うーむ。まあ、国際便からの景色は、そんなものだ。海外出張は、これが2回目であった。
まあ、のんびり行くさ。では、少し寝ようかな……そう、思った時であった。
「Hi ! Mr. Evangelist!」
と声をかけられた。
視線を窓外から、機内に回した。
前の席の通路側のシートの背に片肘をついた男が、笑顔で親しげに話しかけてきていたのだ。
『スチュワード』であった。今で云うなら、男のCAだ。
イケメンの『スチュワード』だ。しかし、イケメンであろうとなかろうと、エヴァンジェリスト氏は、男には関心はなかった。
話しかけてくるなら、『サロンケバヤ』を着た『スチュワーデス』にして欲しかった。
イケメンの『スチュワード』は、シンガポール人であった。多民族国家のシンガポール人とはどんな人かは知らなかったが、シンガポール人だと思った。少なくとも日本人ではなかった。
風貌も日本人とは見えなかったし、何より言葉が日本語ではなかった。英語で話しかけて来ていたのだ。
「Hi ! Mr. Evangelist!」
と云った後も、英語で何だか楽しげに話しかけて来ている。
「Hi ! Mr. Evangelist!」以外は、何を云っているのか、全く分らない。
乗客が退屈しないように、と気を遣い、話しかけて来たようではあった。
「Hi ! Mr.
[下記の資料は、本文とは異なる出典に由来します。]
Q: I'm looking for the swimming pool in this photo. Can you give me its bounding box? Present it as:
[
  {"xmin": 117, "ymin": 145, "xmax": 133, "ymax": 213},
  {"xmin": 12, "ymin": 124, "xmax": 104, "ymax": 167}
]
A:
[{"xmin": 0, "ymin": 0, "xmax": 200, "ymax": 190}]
Evangelist!」
の後も、やけにフランクな感じで、言葉をかけて来た、というか、何か質問をして来ているようであった。
その質問が何かは分らなかったが、ただ黙っている訳にもいかないので、
「Oh! I will go to Los Angeles.」
と、Los Angels 行の航空便の『スチュワード』に云ってしまっていたが、その愚かしさにも気付かず、続けた。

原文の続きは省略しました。